Where are template functions instantiated? - c++

I believe that there are 4 situations where my question may have different answers. These situations are sorted by member vs. non-member functions and within vs. without a library.
Non-member function within a library
Suppose that I have defined a template function func in header func.h.
// func.h
template <typename T>
int func(T t){
//definition
}
I #include "func.h" in two cpp files of the same project/library/executable and call
//a.cpp
#include "func.h"
//stuff
int m = func<int>(3);
//stuff
and
//b.cpp
#include "func.h"
//stuff
int n = func<int>(27);
//stuff
My understanding is that these two cpp files should compile into their own object files. In what object file is func<int> instantiated? Why will the One Definition Rule not be violated? For this basic application of templates, is there any benefit to explicitly instantiating func<int> separate from its use?
Member function within a library
Suppose that func is instead a member function of some class Func.
// func.h
class Func {
template <typename T>
int func(T t){
//definition
}
};
Where will func be instantiated? Will func<int> be linked to or placed inline?
Member and Non-Member functions across libraries
Suppose that a.cpp and b.cpp are in different libraries that are compiled separately and later linked into an executable. Will the different libraries their own definitions of func<int>? At link time, why will the One Definition Rule not be violated?
Note: There is a related question of the same title here, but in a specific situation with one cpp file.

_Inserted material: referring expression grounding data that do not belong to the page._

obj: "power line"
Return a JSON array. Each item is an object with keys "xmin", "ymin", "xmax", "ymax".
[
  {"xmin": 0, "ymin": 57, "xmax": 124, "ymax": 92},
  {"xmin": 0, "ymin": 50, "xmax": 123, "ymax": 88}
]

In what object file is func<int> instantiated?
In every object file (aka translation unit) that invokes it or takes an address of it when the template definition is available.
Why will the One Definition Rule not be violated?
Because the standard says so in [basic.def.odr].13.
Also see https://en.cppreference.com/w/cpp/language/definition
There can be more than one definition in a program of each of the following: class type, enumeration type, inline function, inline variable (since C++17), templated entity (template or member of template, but not full template specialization), as long as all of the following is true...
For this basic application of templates, is there any benefit to explicitly instantiating func<int> separate from its use?
In this case you get no inlining but possibly smaller code. If you use link-time code generation, then inlining may still happen.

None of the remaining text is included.